On June 7, the Louisiana House Governmental Affairs Committee passed SB 53, but in a drastically different form. SB 53 in its latest incarnation changes the state’s congressional elections to a semi-closed primary system, a big change from the current system.
Senator Cleo Fields, author of SB 53, introduced it earlier this year as a bill to set up semi-closed primary elections in congressional elections, and in that form, it passed the Senate Governmental Affairs Committee. But then he changed the bill into a version of the “top-two” system (but with a timing difference), and in that form it passed the House last month. Now the bill is back to its original version. If it passes the House in this latest version, it will then need to go back to the Senate to see if the Senate concurs.

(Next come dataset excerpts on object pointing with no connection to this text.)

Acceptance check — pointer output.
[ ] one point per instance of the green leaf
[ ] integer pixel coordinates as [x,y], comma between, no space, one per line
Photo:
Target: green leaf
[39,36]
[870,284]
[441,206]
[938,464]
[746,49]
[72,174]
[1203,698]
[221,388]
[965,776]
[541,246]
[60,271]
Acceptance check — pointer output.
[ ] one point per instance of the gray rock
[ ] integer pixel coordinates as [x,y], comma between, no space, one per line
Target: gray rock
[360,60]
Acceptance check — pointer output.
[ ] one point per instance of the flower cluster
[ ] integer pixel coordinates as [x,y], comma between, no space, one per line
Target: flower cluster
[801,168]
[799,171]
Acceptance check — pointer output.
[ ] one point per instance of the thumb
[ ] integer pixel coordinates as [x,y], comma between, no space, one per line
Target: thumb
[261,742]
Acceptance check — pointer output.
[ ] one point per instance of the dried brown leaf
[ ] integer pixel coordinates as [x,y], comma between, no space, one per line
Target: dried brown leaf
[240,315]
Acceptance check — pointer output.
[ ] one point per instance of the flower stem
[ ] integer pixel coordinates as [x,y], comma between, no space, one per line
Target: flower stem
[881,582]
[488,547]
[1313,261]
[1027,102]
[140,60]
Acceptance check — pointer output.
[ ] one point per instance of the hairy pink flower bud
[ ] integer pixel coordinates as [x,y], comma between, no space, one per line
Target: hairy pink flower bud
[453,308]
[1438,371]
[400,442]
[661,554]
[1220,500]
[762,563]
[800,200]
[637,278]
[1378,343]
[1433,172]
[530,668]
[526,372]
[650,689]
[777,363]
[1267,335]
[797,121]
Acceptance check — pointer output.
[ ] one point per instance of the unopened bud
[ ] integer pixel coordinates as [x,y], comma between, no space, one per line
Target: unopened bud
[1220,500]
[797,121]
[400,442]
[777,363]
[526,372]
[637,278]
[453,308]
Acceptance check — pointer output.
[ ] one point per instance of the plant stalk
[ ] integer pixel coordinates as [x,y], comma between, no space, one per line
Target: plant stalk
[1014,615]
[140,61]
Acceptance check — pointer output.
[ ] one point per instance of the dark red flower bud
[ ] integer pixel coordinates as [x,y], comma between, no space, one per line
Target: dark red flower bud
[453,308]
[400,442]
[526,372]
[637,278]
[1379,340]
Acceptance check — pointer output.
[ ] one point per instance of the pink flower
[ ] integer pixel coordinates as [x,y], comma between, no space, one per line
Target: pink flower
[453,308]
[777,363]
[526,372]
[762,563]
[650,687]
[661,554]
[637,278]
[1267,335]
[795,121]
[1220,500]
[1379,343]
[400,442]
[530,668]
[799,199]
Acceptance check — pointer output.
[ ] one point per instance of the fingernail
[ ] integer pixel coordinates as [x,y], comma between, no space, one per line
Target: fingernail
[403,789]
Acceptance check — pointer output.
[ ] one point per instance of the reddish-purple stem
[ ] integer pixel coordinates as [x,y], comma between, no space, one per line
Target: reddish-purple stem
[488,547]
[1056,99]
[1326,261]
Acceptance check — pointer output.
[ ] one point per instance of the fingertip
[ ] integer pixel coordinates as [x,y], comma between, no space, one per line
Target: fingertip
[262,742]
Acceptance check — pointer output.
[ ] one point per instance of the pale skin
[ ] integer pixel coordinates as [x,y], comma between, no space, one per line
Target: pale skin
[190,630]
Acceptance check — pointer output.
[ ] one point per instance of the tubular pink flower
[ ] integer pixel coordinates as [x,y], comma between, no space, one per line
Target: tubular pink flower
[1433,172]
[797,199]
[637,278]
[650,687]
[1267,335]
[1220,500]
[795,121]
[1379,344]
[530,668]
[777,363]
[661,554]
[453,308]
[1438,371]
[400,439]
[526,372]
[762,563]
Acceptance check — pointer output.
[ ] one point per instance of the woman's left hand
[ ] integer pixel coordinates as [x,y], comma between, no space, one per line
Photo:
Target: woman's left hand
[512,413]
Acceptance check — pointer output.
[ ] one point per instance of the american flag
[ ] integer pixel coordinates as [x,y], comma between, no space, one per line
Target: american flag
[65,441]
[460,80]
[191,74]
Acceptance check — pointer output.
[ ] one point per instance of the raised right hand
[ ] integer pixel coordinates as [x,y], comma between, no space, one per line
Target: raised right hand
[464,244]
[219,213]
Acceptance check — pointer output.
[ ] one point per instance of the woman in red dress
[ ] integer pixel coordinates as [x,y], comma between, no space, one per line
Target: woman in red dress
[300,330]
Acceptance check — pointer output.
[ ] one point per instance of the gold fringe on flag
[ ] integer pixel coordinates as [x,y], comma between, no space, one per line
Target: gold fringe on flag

On June 1, the Nevada Assembly concurred in the benevolent Senate amendments to AB 455 (see posting below on Nevada, from May 31).
On June 1, Colorado Governor Bill Owens vetoed HB 1147, which would have eased restrictions on who can circulate a petition. The bill would have let any adult U.S. citizen who is a resident of Colorado circulate any kind of petition, anywhere in the state. Governor Owens said he vetoed the bill for two reasons: (1) he feels that petitions to get a candidate on the ballot in a partisan primary should only be circulated by members of that party; (2) he favors requiring circulators to wear a badge indicating whether they are being paid or not.
The current Colorado laws on who can circulate a petition (for initiatives, anyway) were held unconstitutional by the U.S. Supreme Court in 1999 in Buckley v American Constitutional Law Foundation. The Governor said the laws held unconstitutional ought to be repealed, but that there is no reason to repeal other such laws that have not yet been declared unconstitutional.
On May 27, the Nevada State Senate passed AB 455. It moves the Nevada primary from early September to mid-August. Fortunately, the Senate deleted all the provisions of the bill that force minor parties (which nominate by convention) to nominate their candidates any earlier. The Assembly version of the bill had even required minor parties to certify their presidential candidates by mid-June. The Senate also deleted a provision advancing the deadline for independent candidates. The bill now returns to the Assembly to see if the Assembly agrees with the Senate changes.
AB 455 also eases the deadline for potential candidates to change parties. Existing law won’t let candidates seek a party nomination (major or minor) if they changed parties later than Septemer 1 of the year before the election. The bill moderates that deadline to December 31 of the year before the election.
Credit for improving the bill in the State Senate goes to Janine Hansen of the Constitution Party, who is a full-time lobbyist in the Nevada Capitol.